4. Intimate Knowledge of Your Cybersecurity Business
Along with industry knowledge, you need to know yourself fully so you can make the most out of who you are as a business. To quote someone who definitely isn’t a cybersecurity professional, but who was before his time…
“To thine own self be true.” – William Shakesphere
It’s solid advice. Understanding what is going on within your organization, what is connected to your network, what types of technology have been brought in by employees (shadow IT), championing continuous education internally, and creating on-brand, intentional internal communications are important things to note and do so that your external communications are in the same vein.

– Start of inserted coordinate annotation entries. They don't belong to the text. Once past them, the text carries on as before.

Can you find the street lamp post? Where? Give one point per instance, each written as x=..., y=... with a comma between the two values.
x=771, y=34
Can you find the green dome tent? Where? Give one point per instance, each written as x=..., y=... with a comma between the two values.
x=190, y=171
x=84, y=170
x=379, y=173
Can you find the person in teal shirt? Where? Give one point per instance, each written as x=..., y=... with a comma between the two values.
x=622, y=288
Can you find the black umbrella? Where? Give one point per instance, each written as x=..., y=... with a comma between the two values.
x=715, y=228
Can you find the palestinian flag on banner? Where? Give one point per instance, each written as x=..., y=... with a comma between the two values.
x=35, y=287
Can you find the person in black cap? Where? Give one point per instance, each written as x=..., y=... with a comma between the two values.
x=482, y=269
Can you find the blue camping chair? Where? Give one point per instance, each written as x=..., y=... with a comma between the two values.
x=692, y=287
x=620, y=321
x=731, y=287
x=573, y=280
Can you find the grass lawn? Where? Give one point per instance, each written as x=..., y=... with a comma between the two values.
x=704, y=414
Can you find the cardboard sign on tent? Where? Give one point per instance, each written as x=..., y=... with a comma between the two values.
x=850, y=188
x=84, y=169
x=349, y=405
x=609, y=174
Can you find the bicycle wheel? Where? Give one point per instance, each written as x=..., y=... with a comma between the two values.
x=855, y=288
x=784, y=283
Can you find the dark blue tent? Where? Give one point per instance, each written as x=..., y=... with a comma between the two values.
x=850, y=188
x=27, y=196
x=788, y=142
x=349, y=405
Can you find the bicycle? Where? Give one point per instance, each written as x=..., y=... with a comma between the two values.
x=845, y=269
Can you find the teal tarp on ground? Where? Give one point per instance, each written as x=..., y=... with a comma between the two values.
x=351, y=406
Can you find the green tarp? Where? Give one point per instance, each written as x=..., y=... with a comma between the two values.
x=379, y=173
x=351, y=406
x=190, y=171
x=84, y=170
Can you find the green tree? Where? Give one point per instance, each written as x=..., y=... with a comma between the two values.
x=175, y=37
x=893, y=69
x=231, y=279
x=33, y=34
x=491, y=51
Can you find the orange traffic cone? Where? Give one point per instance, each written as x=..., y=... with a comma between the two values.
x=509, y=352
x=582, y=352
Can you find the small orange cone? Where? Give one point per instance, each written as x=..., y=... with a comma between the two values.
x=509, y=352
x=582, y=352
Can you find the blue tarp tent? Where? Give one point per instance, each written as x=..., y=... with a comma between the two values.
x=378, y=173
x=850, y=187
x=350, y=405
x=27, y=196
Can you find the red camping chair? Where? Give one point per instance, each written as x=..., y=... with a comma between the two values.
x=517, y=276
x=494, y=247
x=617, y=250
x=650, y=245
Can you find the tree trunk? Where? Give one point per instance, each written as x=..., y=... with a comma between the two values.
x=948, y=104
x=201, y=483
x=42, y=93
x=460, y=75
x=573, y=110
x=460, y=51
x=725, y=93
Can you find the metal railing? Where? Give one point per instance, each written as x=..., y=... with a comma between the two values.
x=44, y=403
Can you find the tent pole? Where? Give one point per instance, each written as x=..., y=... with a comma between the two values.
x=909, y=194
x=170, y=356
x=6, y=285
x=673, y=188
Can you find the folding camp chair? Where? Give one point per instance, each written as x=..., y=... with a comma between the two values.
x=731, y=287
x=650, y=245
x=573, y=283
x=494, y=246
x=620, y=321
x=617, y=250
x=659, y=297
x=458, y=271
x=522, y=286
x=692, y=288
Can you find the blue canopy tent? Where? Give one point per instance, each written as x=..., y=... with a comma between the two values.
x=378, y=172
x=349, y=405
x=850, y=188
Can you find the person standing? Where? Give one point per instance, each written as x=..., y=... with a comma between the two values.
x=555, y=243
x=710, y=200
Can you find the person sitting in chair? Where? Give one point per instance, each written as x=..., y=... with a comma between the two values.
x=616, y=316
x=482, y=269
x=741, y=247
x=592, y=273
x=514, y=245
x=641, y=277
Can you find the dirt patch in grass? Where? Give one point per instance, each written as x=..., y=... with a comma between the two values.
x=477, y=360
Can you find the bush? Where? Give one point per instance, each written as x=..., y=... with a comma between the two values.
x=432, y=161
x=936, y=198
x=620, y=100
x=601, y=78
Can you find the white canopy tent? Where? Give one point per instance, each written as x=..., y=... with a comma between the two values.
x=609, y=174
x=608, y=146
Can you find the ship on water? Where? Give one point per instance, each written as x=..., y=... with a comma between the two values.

5. Knowing How to Use Downtime Effectively
We’re sure that if you’re reading this, you experienced the recent AWS outage. There was a litany of complaints on platforms that remained active, like LinkedIn.
Did you use that time to further your cybersecurity PR? No? Next time a major event like that happens, jump on it (or have your cybersecurity PR agency help you). Downtime is like the Wild West—Anything goes! It’s time to put out a bespoke narrative either about the outage or about something else that will capture that captive audience’s attention.
Escalate PR works with clients in many different industries, but nowadays almost all of them touch cybersecurity, which means even companies that don’t consider themselves to be cybersecurity vendors may need help with cybersecurity PR.
Start from second base instead of first. Pick Escalate PR as your cybersecurity PR agency partner.
FAQ’s
What is cybersecurity PR?
Cybersecurity PR is a unique type of PR that takes into account regulatory standards and industry shifts and positions companies as thought leaders, builds trust, and amplifies visibility with both technical and executive audiences.
Does every business need a cybersecurity PR strategy?
The modern threat landscape affects almost all businesses, so yes, most, if not all, businesses should have a cybersecurity PR strategy in place.
How can cybersecurity vendors set themselves apart in a crowded marketplace?
Some of the best methods for differentiation include strategic storytelling, adopting a future-forward posture, training your team well, knowing your brand and all that comes with it, and always staying alert for opportunities to insert yourself into relevant conversations.